Regular readers know that it was not by chance that the bonds backing the CDOs performed worse than the bonds that were not bundled into CDOs.
Wall Street firms, because of their ownership of subprime mortgage originators and servicers, had access to information that was useful in selecting the worse performing bonds.
Of equal importance, because of the opacity of the CDOs and their underlying bonds, this was information than other market participants did not have access to.
Naturally, Wall Street used its informational advantage to generate significant earnings for itself. Earnings that had there been ultra transparency for structured finance securities would not have been possible.
The complex mortgage instruments at the center of the 2008 financial crisis went so spectacularly wrong that many observers have said they were designed to fail. A new paper by Oliver Faltin-Traeger of the investment firm Blackrock and Christopher Mayer of Columbia Business School lends a lot of credence to that assertion.

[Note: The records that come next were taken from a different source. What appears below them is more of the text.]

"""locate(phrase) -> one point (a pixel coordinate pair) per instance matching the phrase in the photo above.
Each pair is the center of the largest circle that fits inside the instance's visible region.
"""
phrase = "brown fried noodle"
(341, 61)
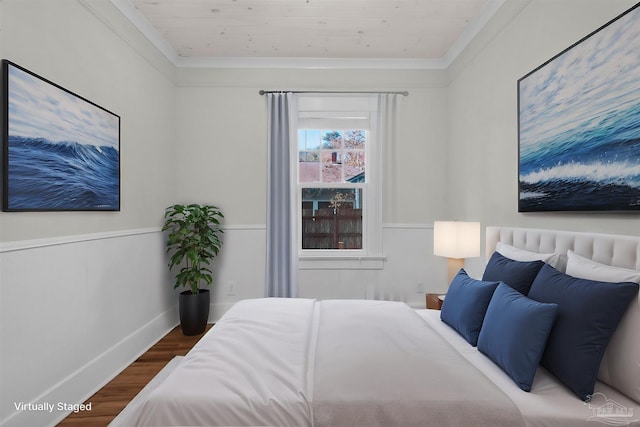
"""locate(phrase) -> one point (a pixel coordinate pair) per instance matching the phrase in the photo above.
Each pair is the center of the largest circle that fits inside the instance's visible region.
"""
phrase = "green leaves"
(193, 241)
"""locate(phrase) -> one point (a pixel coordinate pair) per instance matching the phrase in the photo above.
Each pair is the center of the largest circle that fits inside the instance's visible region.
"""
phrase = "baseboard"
(93, 375)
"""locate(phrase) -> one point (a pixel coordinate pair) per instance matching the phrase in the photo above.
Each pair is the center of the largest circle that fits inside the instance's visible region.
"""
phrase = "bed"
(302, 362)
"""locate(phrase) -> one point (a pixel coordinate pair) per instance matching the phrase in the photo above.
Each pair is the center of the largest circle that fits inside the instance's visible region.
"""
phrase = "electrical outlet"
(231, 289)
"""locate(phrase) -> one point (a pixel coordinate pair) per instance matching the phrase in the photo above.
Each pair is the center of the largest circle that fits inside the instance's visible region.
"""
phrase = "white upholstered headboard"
(610, 249)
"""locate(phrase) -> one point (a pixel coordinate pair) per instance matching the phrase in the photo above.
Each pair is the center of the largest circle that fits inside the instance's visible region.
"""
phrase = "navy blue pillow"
(465, 305)
(517, 274)
(588, 313)
(514, 333)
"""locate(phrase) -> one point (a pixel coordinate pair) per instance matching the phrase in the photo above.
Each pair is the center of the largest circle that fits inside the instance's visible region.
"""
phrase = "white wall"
(483, 116)
(222, 159)
(83, 294)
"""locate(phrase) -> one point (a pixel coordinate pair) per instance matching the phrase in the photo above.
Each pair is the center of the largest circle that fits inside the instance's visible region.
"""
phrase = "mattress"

Faltin-Traeger and Mayer -- who are scheduled to present their preliminary results Saturday at the annual meeting of the American Economic Association -- focus on collateralized debt obligations tied to asset-backed securities, or ABS CDOs. For the most part, these were mortgages that had been pooled into bonds, which in turn were repackaged into CDOs.
The process typically resulted in the creation of triple-A rated securities, but also made it difficult for investors to understand what those securities actually contained.
Hundreds of billions of dollars in CDOs went bad as of 2007, causing heavy losses for investors and banks and triggering a broader panic that ultimately sent the global economy into recession.
Using a unique database published by the investment firm Pershing Square Capital Management, Faltin-Traeger and Mayer identified the underlying bonds in some 528 ABS CDOs issued between 2005 and 2007, and compared their performance to similar bonds that weren't included in CDOs.
They found that the bonds in the CDOs performed a lot worse. Even if one holds observable characteristics such as initial ratings and yields constant, the bonds in the CDOs suffered ratings downgrades that were 50 percent to 90 percent more severe.
As of June 2010, for example, bonds with initial triple-A ratings had been downgraded by an average 11.84 notches, compared to 5.99 for those not in CDOs. The bonds in the CDOs were also more likely to have been rated by all three major credit-rating firms.
The research provides strong support for the idea that banks -- with the help of pliant ratings agencies -- put together the CDOs and sold them to investors in a premeditated effort to get rid of some of their most toxic assets, or to provide vehicles for clients who wanted to bet against the worst possible assets.Not to mention for the traders to bet against the toxic assets.
As the authors put it: "It would have been very hard to randomly choose securities with such poor ex-post performance."
This narrative has already driven various lawsuits and two high-profile cases. Last year, Goldman Sachs Group Inc. agreed to pay $550 million to settle a case in which the Securities and Exchange Commission accused it of defrauding investors in selling an ABS CDO called Abacus 2007 AC-1.
Citigroup Inc. is currently embroiled in a separate SEC battle over a $1 billion ABS CDO it created....
Interestingly, the authors found that the performance of bonds in Goldman's Abacus CDOs, while undoubtedly bad, was actually better than average among all bonds that had been similarly packaged.
More broadly, the bonds in CDOs created by big, highly regulated U.S. and foreign banks performed significantly worse than those in CDOs issued by investment banks or smaller firms.